U.S. District Judge Robert S. Ballou, appointed by Democratic President Joe Biden, appeared more sympathetic to plaintiffs’ argument that some of the requirements appear arbitrary in that they don’t apply to other drugs with equal or greater risk, including drugs his parents have taken.
Ballou did not rule at the end of Monday’s hearing but said he would as soon as possible.
After the hearing, Whole Woman’s Health Alliance founder and president Amy Hagstrom Miller told States Newsroom she took note of Katzen’s response about whether the FDA considers mifepristone to be safe and effective.
“It was an interesting choice of words,” she said.
This lawsuit is among several federal cases involving mifepristone. Earlier this month, the Trump administration filed a brief in the case Missouri v. FDA, requesting the court dismiss three states’ lawsuit to restrict mifepristone on procedural grounds, but did not comment on the merits of the case or explicitly defend the FDA’s current medication abortion policy.
While the Missouri v. FDA lawsuit seeks to reinstate regulations loosened between 2016 and 2021, the Whole Woman’s Health v.
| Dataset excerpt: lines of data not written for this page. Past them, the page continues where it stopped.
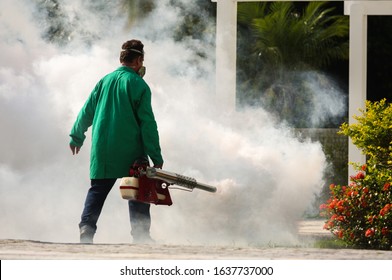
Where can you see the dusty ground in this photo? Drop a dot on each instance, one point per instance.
(310, 230)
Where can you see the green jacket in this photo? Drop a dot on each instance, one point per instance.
(123, 124)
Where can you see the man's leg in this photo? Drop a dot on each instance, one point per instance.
(95, 199)
(139, 214)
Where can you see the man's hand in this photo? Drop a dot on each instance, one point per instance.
(74, 149)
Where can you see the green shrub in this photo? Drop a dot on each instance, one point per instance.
(360, 214)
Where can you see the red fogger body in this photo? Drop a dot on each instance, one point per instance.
(151, 185)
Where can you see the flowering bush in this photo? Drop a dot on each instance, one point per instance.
(360, 214)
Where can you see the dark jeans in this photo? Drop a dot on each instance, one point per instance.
(139, 213)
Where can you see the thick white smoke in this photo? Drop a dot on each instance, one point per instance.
(265, 176)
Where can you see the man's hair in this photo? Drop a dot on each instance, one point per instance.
(130, 50)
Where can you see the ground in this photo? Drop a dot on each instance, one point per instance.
(12, 249)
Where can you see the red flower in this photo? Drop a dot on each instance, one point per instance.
(360, 175)
(339, 234)
(340, 218)
(365, 190)
(385, 210)
(369, 232)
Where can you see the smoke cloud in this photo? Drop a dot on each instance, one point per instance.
(266, 177)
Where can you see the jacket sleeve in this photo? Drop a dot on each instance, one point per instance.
(148, 127)
(84, 120)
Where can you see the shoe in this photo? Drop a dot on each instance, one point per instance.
(86, 234)
(143, 240)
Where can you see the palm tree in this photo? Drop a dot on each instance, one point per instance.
(284, 42)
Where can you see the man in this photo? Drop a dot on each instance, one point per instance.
(123, 131)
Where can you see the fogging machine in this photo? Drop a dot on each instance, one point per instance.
(151, 185)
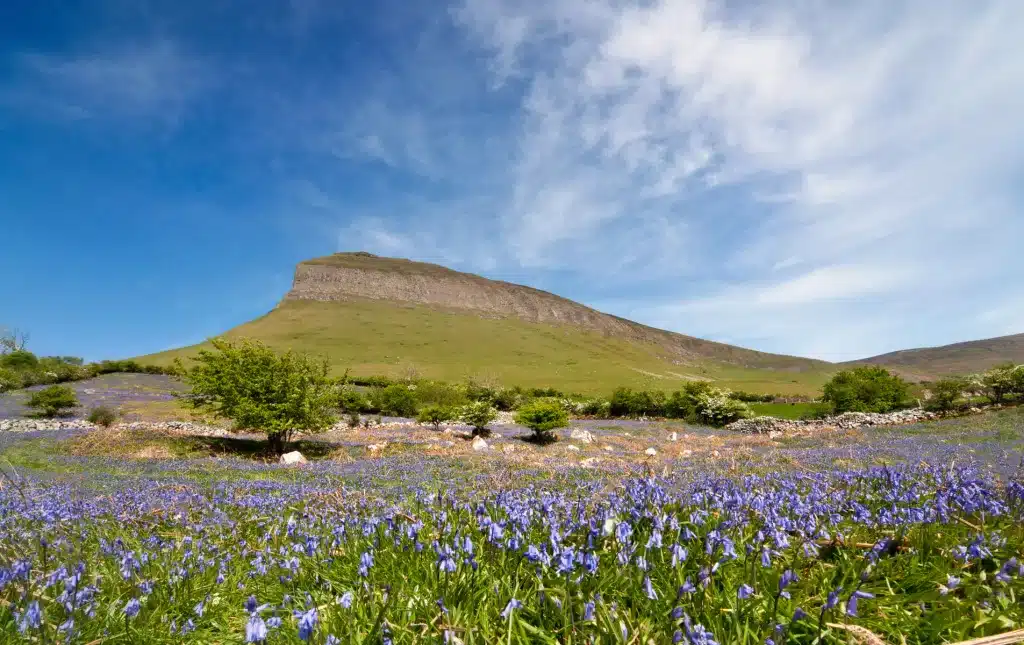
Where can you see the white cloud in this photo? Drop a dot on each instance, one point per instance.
(850, 138)
(157, 81)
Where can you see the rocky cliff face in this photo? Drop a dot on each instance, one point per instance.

FDA lawsuit takes aim at restrictions that require: medical professionals who prescribe mifepristone to register with the drug manufacturer; pharmacies to apply for special certification and maintain copious records, and patients to review and sign a counseling form.
On behalf of plaintiffs, which include Whole Woman’s Health Alliance in Virginia and other states, All Families Healthcare and Blue Mountain Clinic in Montana, and Trust Women in Kansas, Goldstein argued that these existing rules are burdensome and make these medications harder to access by limiting the number of providers and pharmacies who can provide and dispense it and impede access to time-sensitive care.
Goldstein noted the “political climate” surrounding mifepristone and pointed to how abortion opponents seek either rescinding of FDA approval for mifepristone or a return to the in-person dispensing requirements. She added how efforts to make abortion medication more difficult to obtain are outlined in Project 2025 — the conservative Heritage Foundation’s playbook.
Before and especially since Roe v. Wade was overturned in 2022, anti-abortion groups have tried to convince courts that abortion pills, in addition to ending the lives of embryos and fetuses, harm pregnant people at rates that warrant being pulled from the market or at the very least heavily restricted.
During his presidential campaign and since taking office, President Donald Trump and his health appointees have messaged strategically on medication abortion, on the one hand promising to retain its access while also open to examining new evidence suggesting it is unsafe.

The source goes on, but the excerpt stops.